The violations were leveled Friday in a scathing 25-page report against Jeff Sims and Missouri Southern State University in Joplin.
Sims coached at MSSU for only two years. During that time, the NCAA investigation suggested, Sims had little regard for the rules.
“He set a tone in his program whereby his own actions and words demonstrated that NCAA rules did not matter,” the NCAA said in its report, issued by the Division II Committee on Infractions.
Before taking the job at MSSU, Sims was head football coach at Garden City Community College.
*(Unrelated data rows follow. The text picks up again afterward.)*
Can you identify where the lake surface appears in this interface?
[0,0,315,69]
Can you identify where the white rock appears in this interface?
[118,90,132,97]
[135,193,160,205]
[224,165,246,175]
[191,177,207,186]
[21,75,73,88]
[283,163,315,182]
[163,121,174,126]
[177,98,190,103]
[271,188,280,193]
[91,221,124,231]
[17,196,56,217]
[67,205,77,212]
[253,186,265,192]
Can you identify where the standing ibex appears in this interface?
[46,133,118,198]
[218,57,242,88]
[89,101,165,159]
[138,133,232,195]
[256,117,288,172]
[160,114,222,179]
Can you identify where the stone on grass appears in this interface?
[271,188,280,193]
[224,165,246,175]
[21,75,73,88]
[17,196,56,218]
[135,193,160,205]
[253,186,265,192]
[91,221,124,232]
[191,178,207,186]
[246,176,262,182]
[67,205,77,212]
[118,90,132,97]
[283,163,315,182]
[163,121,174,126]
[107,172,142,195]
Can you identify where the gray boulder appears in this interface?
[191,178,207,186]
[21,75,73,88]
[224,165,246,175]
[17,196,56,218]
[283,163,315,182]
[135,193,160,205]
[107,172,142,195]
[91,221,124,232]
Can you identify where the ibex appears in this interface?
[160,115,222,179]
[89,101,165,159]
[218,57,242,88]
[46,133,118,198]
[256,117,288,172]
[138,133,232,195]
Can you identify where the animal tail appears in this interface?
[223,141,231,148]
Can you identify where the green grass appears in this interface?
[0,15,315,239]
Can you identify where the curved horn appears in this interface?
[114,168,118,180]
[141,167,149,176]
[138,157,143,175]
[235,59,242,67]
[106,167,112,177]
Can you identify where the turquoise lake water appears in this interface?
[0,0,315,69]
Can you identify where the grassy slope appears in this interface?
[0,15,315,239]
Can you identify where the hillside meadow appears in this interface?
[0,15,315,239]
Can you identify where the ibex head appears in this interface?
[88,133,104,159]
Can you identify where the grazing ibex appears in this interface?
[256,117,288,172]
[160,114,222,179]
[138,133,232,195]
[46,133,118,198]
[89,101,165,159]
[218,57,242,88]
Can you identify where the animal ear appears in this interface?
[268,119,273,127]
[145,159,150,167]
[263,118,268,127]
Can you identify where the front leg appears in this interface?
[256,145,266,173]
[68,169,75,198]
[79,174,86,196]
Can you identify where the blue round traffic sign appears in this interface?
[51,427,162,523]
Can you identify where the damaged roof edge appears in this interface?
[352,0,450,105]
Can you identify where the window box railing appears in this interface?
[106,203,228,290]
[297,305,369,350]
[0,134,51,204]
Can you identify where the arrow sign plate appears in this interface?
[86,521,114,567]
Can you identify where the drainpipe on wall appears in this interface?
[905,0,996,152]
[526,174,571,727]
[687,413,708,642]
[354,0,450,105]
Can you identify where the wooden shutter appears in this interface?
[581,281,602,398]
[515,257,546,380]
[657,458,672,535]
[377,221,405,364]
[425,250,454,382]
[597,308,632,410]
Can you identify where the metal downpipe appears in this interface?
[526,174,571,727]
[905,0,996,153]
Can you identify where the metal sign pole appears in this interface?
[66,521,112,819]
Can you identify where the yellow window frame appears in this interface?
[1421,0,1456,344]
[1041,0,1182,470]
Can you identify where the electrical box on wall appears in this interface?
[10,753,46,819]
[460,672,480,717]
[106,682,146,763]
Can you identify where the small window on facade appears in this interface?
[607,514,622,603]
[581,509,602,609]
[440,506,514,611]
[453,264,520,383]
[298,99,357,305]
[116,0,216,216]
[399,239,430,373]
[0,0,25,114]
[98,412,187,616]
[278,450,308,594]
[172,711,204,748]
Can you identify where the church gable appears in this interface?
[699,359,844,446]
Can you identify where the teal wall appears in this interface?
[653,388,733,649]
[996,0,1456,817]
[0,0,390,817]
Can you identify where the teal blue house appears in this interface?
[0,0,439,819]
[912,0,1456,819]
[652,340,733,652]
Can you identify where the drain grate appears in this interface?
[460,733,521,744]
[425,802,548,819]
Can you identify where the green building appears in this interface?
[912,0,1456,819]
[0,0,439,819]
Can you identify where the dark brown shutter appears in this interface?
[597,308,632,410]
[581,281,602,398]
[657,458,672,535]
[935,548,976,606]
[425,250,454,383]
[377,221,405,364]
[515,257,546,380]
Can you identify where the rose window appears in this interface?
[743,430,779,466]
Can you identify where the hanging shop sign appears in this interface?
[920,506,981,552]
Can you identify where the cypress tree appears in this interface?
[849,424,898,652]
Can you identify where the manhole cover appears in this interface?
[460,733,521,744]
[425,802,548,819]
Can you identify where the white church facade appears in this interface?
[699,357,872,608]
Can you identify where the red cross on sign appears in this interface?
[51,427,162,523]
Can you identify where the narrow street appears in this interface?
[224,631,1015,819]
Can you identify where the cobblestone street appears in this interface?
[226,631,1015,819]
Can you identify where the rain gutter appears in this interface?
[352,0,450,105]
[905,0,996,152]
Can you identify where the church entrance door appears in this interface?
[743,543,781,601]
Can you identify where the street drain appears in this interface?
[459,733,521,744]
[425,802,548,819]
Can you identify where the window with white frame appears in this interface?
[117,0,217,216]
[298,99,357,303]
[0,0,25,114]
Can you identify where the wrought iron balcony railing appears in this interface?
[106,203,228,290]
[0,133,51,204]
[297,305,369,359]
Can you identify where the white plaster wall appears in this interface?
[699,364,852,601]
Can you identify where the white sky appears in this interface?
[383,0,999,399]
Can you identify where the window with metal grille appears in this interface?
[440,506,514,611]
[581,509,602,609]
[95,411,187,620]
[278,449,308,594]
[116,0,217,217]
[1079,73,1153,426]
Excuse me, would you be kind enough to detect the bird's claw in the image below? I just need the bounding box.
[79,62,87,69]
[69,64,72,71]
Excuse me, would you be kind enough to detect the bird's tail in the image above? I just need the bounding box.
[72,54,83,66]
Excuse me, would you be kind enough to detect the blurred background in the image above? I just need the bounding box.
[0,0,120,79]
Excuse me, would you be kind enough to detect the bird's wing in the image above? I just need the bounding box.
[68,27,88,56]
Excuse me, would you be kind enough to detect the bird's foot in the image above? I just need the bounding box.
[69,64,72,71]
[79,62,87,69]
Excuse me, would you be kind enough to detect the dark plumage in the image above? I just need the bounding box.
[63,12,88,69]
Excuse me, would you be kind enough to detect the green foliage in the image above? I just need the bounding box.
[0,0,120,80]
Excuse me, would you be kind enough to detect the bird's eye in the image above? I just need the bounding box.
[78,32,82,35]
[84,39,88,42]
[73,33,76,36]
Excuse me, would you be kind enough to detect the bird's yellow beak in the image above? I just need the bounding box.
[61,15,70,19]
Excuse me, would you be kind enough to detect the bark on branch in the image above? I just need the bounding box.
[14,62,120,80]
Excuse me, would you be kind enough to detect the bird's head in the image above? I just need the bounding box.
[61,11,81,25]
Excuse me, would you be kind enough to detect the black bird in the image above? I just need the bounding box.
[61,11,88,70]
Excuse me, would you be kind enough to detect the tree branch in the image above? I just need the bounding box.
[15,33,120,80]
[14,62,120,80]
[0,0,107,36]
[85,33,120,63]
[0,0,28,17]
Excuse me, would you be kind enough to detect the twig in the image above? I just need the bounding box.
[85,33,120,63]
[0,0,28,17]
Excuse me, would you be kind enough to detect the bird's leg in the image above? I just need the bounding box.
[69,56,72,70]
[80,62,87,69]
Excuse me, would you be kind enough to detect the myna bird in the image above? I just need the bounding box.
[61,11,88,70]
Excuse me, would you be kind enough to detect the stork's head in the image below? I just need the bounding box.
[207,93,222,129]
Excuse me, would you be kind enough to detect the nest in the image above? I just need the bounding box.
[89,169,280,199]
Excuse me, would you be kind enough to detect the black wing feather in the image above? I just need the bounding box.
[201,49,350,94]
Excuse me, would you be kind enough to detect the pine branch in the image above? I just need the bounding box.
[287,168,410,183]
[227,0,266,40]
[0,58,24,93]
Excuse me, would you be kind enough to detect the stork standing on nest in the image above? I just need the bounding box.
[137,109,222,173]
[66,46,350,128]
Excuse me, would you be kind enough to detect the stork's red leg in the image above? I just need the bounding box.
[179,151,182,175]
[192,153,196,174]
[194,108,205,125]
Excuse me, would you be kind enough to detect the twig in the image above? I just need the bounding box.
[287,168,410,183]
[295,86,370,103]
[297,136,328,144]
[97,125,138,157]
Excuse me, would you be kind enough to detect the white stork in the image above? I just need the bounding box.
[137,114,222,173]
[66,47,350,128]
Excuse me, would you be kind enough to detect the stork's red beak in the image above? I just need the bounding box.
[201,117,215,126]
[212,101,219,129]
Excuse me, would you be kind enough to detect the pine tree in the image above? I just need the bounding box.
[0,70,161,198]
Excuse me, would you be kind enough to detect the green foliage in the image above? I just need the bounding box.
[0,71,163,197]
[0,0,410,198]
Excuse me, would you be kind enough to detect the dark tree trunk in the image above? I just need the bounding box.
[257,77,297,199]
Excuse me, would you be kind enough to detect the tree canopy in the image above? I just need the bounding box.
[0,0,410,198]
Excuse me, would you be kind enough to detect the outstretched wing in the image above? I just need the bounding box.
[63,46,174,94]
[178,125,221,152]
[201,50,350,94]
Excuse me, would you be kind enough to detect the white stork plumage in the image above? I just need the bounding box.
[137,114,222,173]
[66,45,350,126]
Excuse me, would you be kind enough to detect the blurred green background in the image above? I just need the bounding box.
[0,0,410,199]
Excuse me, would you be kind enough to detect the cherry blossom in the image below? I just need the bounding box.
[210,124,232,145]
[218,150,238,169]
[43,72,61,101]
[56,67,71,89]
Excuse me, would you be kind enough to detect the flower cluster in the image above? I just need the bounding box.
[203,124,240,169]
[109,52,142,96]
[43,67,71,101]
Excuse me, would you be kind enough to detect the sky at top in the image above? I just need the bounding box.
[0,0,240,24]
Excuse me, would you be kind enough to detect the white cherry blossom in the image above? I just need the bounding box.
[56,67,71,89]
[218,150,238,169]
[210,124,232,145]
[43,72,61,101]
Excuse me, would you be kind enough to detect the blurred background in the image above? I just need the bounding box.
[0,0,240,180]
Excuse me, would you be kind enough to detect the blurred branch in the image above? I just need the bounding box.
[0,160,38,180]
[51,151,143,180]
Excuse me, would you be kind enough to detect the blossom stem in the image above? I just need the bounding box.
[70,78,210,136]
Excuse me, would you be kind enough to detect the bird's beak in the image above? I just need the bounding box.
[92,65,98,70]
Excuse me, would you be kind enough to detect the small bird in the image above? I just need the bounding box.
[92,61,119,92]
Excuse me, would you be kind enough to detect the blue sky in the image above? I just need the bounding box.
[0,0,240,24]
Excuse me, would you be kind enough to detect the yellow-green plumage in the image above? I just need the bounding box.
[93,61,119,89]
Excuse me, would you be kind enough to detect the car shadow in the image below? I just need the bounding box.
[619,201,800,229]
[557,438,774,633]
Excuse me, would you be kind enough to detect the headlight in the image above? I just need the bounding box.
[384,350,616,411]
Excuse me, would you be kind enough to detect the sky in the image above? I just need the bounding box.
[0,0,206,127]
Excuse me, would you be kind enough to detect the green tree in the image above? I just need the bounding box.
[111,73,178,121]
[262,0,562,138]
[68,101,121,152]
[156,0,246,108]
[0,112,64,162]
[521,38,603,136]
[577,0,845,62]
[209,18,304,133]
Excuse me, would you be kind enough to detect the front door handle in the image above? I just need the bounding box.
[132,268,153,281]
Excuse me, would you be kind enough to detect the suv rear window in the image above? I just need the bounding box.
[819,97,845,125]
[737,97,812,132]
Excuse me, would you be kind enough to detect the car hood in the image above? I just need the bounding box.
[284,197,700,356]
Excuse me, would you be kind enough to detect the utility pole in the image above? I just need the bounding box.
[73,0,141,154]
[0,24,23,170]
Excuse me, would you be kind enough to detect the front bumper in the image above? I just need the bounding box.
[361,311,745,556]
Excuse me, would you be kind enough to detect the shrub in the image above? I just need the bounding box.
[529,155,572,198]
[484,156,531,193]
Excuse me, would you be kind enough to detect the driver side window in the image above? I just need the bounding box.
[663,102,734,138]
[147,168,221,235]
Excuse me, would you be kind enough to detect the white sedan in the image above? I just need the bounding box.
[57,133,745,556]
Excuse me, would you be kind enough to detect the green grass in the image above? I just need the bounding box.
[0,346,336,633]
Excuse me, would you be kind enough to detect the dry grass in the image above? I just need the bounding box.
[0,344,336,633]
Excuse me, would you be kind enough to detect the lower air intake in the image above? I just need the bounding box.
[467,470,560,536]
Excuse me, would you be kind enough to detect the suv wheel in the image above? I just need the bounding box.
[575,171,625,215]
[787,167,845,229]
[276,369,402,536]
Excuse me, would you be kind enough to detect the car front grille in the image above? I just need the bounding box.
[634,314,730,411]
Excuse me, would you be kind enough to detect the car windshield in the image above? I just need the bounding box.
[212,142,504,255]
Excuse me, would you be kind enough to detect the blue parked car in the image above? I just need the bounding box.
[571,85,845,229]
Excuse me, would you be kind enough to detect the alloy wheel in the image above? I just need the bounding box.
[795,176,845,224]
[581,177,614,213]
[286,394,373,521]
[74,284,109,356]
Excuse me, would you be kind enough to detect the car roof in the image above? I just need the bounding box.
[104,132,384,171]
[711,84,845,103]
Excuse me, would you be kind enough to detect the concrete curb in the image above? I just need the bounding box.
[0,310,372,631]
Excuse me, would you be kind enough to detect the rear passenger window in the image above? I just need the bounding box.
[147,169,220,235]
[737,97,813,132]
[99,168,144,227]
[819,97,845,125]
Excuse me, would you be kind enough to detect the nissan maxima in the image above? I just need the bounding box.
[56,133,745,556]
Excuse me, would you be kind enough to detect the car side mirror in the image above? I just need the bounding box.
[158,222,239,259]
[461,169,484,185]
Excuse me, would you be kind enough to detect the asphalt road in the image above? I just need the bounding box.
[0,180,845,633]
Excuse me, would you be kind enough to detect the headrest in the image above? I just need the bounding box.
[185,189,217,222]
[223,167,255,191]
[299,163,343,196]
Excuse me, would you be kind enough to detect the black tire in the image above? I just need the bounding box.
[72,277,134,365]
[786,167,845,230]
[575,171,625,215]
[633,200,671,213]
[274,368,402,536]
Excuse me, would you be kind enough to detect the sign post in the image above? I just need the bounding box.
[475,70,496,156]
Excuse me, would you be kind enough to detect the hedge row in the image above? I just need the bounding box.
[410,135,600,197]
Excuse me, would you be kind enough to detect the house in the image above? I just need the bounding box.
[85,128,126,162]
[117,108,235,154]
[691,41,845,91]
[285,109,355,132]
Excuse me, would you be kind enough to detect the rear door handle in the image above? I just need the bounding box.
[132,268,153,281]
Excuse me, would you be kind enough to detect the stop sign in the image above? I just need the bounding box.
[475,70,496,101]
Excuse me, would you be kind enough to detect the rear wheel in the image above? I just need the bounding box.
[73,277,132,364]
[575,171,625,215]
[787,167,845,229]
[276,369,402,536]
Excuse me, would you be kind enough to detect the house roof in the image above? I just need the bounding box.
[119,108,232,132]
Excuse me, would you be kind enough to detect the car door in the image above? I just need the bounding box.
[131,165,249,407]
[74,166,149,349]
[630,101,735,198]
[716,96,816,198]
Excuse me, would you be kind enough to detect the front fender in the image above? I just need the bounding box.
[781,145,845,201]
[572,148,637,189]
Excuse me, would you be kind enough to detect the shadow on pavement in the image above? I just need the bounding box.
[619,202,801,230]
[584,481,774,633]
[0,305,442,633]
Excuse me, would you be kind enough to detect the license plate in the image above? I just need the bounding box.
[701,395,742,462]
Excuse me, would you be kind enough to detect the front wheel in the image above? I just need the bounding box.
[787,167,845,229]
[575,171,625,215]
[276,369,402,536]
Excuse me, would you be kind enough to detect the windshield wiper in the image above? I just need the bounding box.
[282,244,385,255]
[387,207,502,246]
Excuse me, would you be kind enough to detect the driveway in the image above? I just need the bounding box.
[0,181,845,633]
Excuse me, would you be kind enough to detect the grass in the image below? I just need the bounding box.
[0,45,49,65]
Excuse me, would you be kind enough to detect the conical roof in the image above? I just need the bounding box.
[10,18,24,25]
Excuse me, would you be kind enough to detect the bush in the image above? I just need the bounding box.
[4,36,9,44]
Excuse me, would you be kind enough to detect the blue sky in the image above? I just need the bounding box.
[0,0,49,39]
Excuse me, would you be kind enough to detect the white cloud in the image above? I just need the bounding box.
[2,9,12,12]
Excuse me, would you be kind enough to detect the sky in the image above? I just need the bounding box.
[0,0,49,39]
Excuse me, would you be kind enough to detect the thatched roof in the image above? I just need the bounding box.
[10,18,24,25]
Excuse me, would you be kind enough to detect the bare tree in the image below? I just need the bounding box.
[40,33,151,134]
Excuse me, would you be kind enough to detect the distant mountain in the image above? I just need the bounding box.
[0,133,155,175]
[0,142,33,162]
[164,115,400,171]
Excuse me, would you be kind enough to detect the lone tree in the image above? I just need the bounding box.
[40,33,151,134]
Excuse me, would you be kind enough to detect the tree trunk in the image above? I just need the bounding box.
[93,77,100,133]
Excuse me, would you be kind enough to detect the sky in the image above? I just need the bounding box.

Sims was coaching there in August 2018, when freshman offensive lineman Braedon Bradforth died of exertional heat stroke after a grueling workout on the second day he was on campus.
An investigation paid for by GCCC a year after Bradforth's death blamed "a striking lack of leadership" by top college officials, including Sims.
Sims left Garden City after the 2018 season to take the head coaching job at MSSU. The university fired him in 2020, giving no reason but paying Sims $110,000 in severance.
The NCAA’s report suggests one reason MSSU might have parted ways with Sims so quickly.
“Apart from directly committing and not addressing known violations, the head coach created and maintained an adversarial environment between his program, athletics leadership and compliance professionals,” the NCAA said in its report.
Among other violations, the investigation uncovered that Sims convinced a MSSU booster to pay a back tuition bill for a GCCC player so that player could transfer to Missouri Southern to play for Sims.
The NCAA began investigating the program in April 2020 when the university’s human resources department learned of potential violations during an exit interview with an assistant coach, the report said.
MSSU and the NCAA agreed to penalties including three years’ probation for the football program, a reduction in football scholarships and a $5,000 fine.
“Since the time of the violations, both the football program and athletic department are under new leadership,” MSSU said in a statement.
“Today, as we move forward,” added University President Dean Van Galen, “Missouri Southern is committed to a highly competitive NCAA Division II athletics program that supports a great student-athlete experience and prioritizes achieving these goals within a culture of compliance.”
Sims is out of coaching and now works for a moving company in Lenexa.